骨抜き状態になったウェイターを上手く利用して、ちょうど亜子たちの姿が見える席へと着くことに成功した。
レンガの薄い壁でところどころ仕切られているので、おそらくあっちからは見える心配もないであろうと思う。
バレる心配も少ないが、若干個室化する店内の様子に胸が嫌な音を立てる。
何か楽しそうに喋っているのは見て取れるが、イマイチ内容までは拾うことが出来ない。
「っぁ!!!!」
ガタッ
思わず立ち上がり大きく上げてしまいそうになった声を必死で堪え、しゃがみ込む。
恐らくは一口交換をしたのだろうが、あいつのフォークで巻き取られたパスタをあいつが亜子の小さな口に運び、素直に美味しそうな顔をして食べる亜子を見てメラメラっと嫉妬心が沸いた。
席につき直してまた様子を見ると、なんと亜子が逆にあいつの口にミートスパを運んでいる!!
ガックリ肩を落とし、呆然と二人を見つめることしか出来ない。
(俺だってまだあんなことしてもらったことないのに!!)
本当に見ていれば仲の良いカップルのように思えた。
それが悔しくて、切なくて堪らない。
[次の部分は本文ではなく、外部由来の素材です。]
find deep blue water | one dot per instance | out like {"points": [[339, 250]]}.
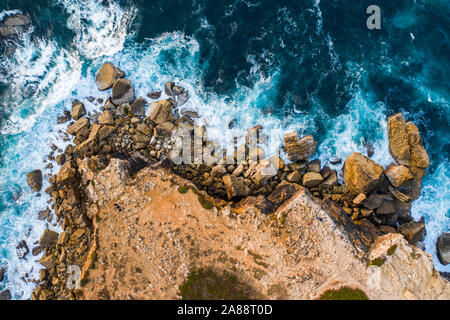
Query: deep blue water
{"points": [[311, 66]]}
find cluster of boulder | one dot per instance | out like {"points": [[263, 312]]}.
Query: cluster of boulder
{"points": [[372, 201]]}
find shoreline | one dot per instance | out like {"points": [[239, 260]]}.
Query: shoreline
{"points": [[126, 130]]}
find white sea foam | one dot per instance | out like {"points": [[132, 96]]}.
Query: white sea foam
{"points": [[100, 27]]}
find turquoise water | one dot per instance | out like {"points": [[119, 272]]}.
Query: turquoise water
{"points": [[289, 65]]}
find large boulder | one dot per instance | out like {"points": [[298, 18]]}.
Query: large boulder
{"points": [[361, 175], [405, 143], [14, 25], [107, 75], [235, 187], [122, 92], [48, 238], [161, 111], [398, 175], [34, 179], [5, 295], [78, 110], [419, 156], [299, 149], [66, 175], [413, 231], [443, 248]]}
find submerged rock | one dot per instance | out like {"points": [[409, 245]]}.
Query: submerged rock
{"points": [[107, 75], [299, 149], [443, 248], [78, 110], [122, 92], [361, 175], [34, 179], [14, 25]]}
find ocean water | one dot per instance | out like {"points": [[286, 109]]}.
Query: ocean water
{"points": [[311, 66]]}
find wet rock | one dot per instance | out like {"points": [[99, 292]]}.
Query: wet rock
{"points": [[299, 149], [106, 118], [361, 175], [398, 175], [294, 176], [2, 273], [443, 248], [359, 199], [22, 249], [80, 126], [14, 25], [78, 110], [405, 143], [218, 171], [235, 187], [34, 180], [66, 175], [138, 107], [168, 86], [419, 155], [398, 139], [107, 75], [387, 207], [331, 180], [312, 179], [48, 238], [335, 160], [42, 215], [373, 201], [314, 166], [413, 231], [122, 92], [160, 111], [5, 295], [183, 98], [154, 95], [48, 261]]}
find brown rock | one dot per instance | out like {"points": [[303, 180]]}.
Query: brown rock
{"points": [[398, 139], [418, 153], [398, 175], [413, 231], [48, 238], [294, 177], [106, 118], [312, 179], [48, 261], [78, 110], [359, 199], [66, 175], [138, 107], [34, 180], [235, 187], [107, 75], [122, 92], [161, 111], [79, 126], [299, 149], [361, 175]]}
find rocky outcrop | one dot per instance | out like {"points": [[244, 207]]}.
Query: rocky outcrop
{"points": [[443, 248], [122, 92], [361, 175], [107, 75], [34, 180], [78, 110], [299, 149], [300, 239]]}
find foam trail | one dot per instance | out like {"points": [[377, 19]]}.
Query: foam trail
{"points": [[100, 27]]}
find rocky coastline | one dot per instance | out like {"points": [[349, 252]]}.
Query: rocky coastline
{"points": [[131, 134]]}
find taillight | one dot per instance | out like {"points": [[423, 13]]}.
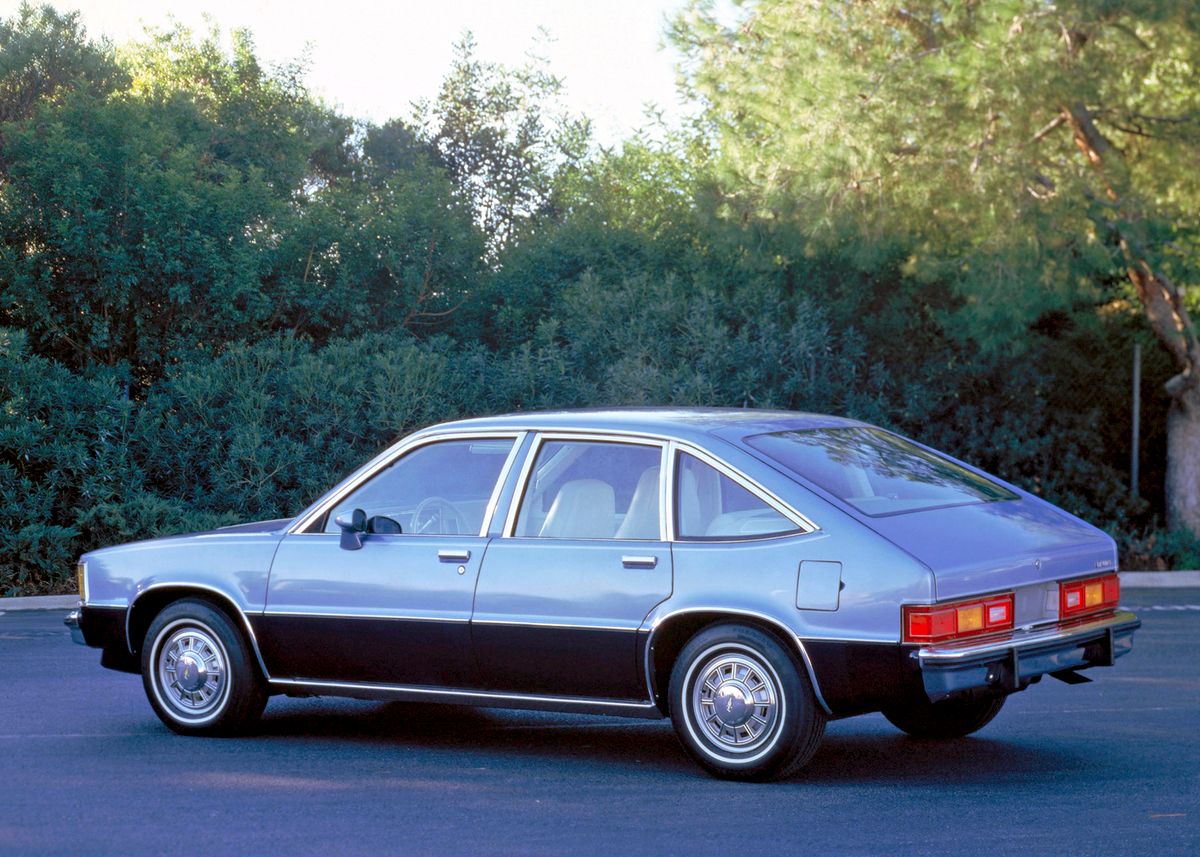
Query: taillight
{"points": [[941, 622], [1091, 595]]}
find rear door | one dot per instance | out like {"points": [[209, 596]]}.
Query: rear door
{"points": [[583, 558]]}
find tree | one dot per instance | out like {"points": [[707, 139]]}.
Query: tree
{"points": [[503, 141], [1035, 154], [123, 249], [45, 54]]}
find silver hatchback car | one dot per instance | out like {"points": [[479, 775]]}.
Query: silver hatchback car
{"points": [[748, 574]]}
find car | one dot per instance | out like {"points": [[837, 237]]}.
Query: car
{"points": [[748, 574]]}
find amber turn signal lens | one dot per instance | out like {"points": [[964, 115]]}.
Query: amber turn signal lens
{"points": [[1092, 595]]}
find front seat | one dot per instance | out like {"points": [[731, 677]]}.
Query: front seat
{"points": [[582, 509]]}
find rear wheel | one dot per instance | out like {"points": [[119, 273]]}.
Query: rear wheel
{"points": [[198, 673], [946, 719], [741, 706]]}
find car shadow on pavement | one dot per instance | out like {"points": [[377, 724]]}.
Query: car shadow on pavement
{"points": [[640, 744]]}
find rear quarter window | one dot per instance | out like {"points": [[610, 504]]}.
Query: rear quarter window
{"points": [[876, 472]]}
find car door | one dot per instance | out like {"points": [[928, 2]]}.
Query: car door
{"points": [[582, 559], [396, 610]]}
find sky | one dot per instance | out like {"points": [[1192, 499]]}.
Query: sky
{"points": [[372, 60]]}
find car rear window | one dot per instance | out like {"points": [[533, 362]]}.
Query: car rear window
{"points": [[877, 472]]}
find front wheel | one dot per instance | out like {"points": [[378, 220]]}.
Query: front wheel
{"points": [[741, 706], [946, 719], [198, 673]]}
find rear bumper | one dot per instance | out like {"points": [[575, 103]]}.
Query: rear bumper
{"points": [[1011, 663], [72, 622]]}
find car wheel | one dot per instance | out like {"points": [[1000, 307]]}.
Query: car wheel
{"points": [[742, 707], [946, 719], [198, 673]]}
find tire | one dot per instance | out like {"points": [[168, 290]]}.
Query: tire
{"points": [[742, 707], [946, 719], [198, 673]]}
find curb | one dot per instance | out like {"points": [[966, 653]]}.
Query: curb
{"points": [[1129, 580], [39, 603]]}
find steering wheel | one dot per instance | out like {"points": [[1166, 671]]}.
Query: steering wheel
{"points": [[433, 514]]}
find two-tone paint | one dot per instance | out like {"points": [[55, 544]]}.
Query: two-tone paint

やはり意地でも引っ張って行かせなければ良かった。
(そ、そうだ携帯…!!)
適当に風邪で辛いとか言ってすぐに家に帰って来てもらおう。
恐らくそれなら亜子も急いでここを出てくれると、思いたい。
電話を発信しながらチラリと向こうの席を見ると、相変わらず楽しそうに話をする二人の姿。
携帯に気づいてる様子が一切しない!!!
悔しい!!!と舌打ちしながら携帯を切った。